This is the first of two complementary courses designed to bring interpretation knowledge and skills up to the professional level. Students are expected to apply the knowledge and skills acquired during the first-year interpretation courses to produce interpretations that would be of acceptable quality in a professional setting. Content on a wide range of topics and current events is interpreted, with emphasis placed on business, economics, science, technology, and other topics congruent with current market demand for interpretation in the language combination in question. Course assignments include readings and research on class topics, presentations, practice, graded exercises, and peer and self-assessment.

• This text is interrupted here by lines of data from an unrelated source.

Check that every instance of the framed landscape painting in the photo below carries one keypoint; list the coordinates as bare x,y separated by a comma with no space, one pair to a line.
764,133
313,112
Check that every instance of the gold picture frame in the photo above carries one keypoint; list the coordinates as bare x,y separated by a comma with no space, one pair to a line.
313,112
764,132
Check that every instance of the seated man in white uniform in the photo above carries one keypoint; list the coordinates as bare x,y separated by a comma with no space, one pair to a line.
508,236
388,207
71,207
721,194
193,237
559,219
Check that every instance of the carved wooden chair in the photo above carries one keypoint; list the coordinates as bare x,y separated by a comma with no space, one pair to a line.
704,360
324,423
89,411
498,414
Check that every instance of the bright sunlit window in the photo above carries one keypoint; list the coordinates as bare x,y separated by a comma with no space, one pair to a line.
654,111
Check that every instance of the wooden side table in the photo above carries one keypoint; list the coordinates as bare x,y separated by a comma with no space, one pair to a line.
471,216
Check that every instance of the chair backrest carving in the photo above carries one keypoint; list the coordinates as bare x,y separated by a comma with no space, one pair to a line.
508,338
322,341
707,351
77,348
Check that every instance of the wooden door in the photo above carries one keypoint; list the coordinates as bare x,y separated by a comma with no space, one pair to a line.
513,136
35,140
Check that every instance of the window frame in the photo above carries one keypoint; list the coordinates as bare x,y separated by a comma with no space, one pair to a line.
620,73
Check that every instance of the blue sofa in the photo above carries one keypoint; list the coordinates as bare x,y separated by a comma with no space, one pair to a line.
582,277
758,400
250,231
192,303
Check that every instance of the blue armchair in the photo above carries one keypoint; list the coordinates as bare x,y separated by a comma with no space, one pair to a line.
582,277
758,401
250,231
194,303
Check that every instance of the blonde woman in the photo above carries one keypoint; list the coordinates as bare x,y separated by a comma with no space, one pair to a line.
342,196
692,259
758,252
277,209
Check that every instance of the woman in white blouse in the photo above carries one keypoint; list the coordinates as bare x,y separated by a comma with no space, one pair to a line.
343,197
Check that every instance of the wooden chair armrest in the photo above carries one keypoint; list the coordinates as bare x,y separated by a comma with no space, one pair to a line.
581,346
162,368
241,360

In consecutive interpretation, students prepare by researching topics before each session, with emphasis on sequential logic in notetaking and accurate terminology in delivery. Students continue to hone their skills by diagnosing and correcting problems at all stages from listening through delivery, while progressing to increasingly difficult and challenging material. In simultaneous interpretation, the techniques learned in the previous semester are consolidated, which enables students to polish their delivery and language register. Focuses on nuance of meaning, accuracy of interpretation, research and preparation for conferences, and glossary development. Special attention is given to maintaining concentration while under significant psychological stress. Students learn to recognize SL discourse patterns and render them effectively in TL.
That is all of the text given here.